Abandoned in the forest as an infant, she was raised by Rishi Kanva (Sachin Khedekar) in the kind of fantasy ashram where deer frolic with tigers and every frame stuffed with computer-generated flora and fauna.
When King Dushyant (Dev Mohan) arrives, he is called upon to battle with an Asura army (animated backstory added).

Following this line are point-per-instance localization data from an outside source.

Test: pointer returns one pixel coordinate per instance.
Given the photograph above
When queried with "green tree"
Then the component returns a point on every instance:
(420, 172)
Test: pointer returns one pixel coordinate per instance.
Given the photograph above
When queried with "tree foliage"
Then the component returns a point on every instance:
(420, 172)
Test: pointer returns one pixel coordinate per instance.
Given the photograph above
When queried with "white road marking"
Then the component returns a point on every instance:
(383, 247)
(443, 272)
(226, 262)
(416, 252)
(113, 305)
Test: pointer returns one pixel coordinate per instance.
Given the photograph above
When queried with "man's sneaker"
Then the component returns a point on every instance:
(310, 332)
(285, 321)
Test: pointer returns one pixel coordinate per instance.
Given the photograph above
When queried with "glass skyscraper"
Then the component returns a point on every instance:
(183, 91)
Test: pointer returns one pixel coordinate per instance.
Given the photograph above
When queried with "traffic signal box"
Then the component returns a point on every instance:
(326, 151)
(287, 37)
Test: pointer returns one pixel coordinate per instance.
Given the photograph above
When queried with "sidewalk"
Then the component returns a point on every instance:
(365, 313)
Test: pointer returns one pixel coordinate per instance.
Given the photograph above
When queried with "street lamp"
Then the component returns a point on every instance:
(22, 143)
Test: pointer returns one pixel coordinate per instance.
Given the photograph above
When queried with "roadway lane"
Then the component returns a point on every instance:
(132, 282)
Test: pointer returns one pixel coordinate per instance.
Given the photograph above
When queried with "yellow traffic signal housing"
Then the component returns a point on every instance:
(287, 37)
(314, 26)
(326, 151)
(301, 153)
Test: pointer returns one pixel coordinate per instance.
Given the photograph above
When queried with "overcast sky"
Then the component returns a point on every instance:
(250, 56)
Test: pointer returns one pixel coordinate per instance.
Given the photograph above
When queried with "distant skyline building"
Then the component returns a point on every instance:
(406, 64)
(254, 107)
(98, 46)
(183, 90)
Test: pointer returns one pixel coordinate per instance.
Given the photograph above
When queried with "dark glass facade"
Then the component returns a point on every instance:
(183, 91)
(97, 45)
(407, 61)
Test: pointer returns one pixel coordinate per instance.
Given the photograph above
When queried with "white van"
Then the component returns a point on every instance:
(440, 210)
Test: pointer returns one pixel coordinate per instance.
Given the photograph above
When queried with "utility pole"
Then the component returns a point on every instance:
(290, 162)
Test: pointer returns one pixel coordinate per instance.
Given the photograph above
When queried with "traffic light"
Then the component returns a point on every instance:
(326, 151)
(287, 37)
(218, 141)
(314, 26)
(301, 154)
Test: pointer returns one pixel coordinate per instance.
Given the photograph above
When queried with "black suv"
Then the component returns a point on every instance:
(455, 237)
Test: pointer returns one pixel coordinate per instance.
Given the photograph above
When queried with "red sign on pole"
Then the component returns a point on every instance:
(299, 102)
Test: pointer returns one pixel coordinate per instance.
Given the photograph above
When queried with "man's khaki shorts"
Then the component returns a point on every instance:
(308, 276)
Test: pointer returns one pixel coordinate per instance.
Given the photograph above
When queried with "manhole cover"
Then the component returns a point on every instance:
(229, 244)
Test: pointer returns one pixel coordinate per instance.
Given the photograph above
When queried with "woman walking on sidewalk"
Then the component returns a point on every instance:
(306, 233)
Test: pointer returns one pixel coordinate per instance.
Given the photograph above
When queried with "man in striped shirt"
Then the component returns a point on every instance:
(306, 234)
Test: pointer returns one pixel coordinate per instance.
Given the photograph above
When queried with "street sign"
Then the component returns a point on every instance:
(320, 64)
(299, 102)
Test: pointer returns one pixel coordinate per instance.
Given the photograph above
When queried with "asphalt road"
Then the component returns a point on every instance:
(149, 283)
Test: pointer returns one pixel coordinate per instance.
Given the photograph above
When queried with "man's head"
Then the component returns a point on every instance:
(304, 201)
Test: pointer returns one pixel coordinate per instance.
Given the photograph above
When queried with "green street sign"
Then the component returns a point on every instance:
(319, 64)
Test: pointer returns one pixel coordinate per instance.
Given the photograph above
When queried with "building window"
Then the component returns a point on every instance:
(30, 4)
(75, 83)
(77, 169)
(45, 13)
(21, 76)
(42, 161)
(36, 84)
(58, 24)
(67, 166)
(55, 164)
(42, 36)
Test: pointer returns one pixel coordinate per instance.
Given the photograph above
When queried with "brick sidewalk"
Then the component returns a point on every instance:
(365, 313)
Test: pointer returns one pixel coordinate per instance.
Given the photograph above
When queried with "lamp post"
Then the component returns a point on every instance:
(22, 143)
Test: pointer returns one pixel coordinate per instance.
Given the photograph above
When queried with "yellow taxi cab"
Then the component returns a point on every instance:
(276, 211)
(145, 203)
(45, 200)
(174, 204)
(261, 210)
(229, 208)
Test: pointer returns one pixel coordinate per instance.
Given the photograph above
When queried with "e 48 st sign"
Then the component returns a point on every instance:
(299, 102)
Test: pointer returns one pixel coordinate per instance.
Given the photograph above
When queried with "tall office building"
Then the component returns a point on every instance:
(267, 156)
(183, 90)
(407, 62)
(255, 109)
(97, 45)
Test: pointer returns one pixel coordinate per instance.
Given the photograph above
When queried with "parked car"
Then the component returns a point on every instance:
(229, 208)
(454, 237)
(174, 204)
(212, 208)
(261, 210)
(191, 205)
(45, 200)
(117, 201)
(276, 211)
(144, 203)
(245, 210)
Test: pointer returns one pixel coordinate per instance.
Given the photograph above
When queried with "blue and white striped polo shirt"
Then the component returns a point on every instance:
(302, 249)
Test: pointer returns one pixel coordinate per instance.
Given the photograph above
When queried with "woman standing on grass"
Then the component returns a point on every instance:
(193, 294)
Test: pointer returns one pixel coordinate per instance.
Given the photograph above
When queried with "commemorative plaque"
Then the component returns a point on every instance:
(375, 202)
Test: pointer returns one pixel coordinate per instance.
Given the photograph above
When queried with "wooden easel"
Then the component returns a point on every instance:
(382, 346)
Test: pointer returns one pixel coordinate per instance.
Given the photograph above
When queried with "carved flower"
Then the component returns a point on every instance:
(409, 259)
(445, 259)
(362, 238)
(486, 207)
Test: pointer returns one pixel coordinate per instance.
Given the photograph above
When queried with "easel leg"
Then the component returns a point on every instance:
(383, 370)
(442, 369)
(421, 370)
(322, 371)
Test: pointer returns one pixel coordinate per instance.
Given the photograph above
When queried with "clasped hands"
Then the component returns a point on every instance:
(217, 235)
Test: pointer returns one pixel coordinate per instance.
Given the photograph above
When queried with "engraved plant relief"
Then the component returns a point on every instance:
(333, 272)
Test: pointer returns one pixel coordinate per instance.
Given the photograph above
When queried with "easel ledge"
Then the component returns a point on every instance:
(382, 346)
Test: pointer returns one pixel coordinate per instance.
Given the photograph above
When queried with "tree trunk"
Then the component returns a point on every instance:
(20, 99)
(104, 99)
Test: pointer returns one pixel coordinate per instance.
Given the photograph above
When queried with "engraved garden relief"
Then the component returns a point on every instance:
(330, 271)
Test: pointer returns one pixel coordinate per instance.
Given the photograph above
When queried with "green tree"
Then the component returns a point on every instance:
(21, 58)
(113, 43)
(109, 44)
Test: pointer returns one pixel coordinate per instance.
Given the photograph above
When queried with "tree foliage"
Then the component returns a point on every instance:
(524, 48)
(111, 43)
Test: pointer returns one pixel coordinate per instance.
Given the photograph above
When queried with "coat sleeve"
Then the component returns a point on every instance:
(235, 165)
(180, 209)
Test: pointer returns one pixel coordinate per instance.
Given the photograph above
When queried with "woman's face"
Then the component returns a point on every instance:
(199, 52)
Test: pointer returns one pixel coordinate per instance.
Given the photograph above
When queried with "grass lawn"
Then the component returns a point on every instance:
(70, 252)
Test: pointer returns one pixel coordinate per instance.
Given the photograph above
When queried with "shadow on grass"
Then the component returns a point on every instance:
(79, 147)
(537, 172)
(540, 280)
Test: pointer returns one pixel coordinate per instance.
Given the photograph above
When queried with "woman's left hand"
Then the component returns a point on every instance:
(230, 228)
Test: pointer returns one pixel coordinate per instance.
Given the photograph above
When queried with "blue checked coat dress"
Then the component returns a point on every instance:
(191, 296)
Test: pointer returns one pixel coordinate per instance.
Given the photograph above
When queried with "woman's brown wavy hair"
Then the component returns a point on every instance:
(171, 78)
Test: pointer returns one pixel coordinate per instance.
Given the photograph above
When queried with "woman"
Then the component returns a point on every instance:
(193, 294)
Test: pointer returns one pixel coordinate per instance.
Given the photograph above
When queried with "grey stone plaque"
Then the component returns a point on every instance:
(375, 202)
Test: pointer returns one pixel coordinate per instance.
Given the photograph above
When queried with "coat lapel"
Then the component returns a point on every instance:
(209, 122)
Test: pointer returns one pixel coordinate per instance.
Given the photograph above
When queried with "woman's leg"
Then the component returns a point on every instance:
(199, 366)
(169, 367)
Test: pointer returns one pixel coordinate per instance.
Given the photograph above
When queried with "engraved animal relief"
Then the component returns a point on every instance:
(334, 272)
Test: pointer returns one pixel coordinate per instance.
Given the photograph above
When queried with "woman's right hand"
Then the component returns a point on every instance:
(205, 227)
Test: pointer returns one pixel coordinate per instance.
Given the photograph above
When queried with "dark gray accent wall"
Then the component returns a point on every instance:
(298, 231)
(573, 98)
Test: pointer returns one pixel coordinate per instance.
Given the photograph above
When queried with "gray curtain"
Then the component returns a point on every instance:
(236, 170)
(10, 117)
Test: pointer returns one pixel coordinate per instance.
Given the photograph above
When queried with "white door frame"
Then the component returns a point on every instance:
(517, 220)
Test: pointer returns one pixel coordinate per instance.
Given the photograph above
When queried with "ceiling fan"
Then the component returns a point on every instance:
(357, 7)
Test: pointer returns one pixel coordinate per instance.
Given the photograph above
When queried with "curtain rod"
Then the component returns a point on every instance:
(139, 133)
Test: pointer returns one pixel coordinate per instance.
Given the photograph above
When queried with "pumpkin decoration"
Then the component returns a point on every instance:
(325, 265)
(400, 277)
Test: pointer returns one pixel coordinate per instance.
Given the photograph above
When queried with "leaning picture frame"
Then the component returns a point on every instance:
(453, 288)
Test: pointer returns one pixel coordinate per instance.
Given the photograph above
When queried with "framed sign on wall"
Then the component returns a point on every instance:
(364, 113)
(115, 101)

He defeats them and stays on for some R&R in the ashram.
He falls in love with Shakuntala and has a Gandharva vivaah with her.
When he leaves, after gifting her his signet ring, promising to return, she is pregnant.
Lost in thought, she is cursed by the ill-tempered Rishi Durvasa (Mohan Babu), whose animated backstory is dutifully narrated, to be forgotten by the man she was dreaming about when she rudely ignored him.
Sent to be with her husband, she arrives at the capital -- full of gigantic statues -- decked up as a bride, and he does not remember her. She has lost the ring that would reveal the truth, so she is stoned and cast out by the people.
A fisherman finds the missing ring, Dushyant's memory is restored, but Shakuntala is nowhere to be found.
There are endless sequences of him staggering about in grief, a lengthy song in his imagination, yet another battle with the asuras, a flashback to show Shakuntala's trauma, by which time many viewers must be mentally begging for mercy.
So much effort has been put in by the tech team but there is no freshness to the look of the film. The same kitsch reaching the 3D screen in 2023, via oleographs, old movies, television and Amar Chitra comics.
Everything looks fake and garish.
The music is a drone, and though the lines (terrible dubbing) are written in Sanskritised Hindi (with a couple of slip-ups), they sound unintentionally funny.
The makers are calling Shaakuntalam 'Mythology For Millennials'. However, if the love story were to work in today's time, it would have reached the much-maligned millennials even if it was done with simplicity, elegance and imagination.
Here, the emotions are buried under the heavy weight of needless grandeur, which is not even aesthetically appealing.
It is repeated a few times that Shakuntala was born to fulfill a higher purpose, which turns out to be giving birth to Bharat (played by Allu Arha), so this film becomes a Mahabharat origin story.
If film-makers are going to dig into mythology or history to give audiences a large-scale viewing experience, let them also rework their storyboards.
Our cinema could do with more beauty and less tinsel.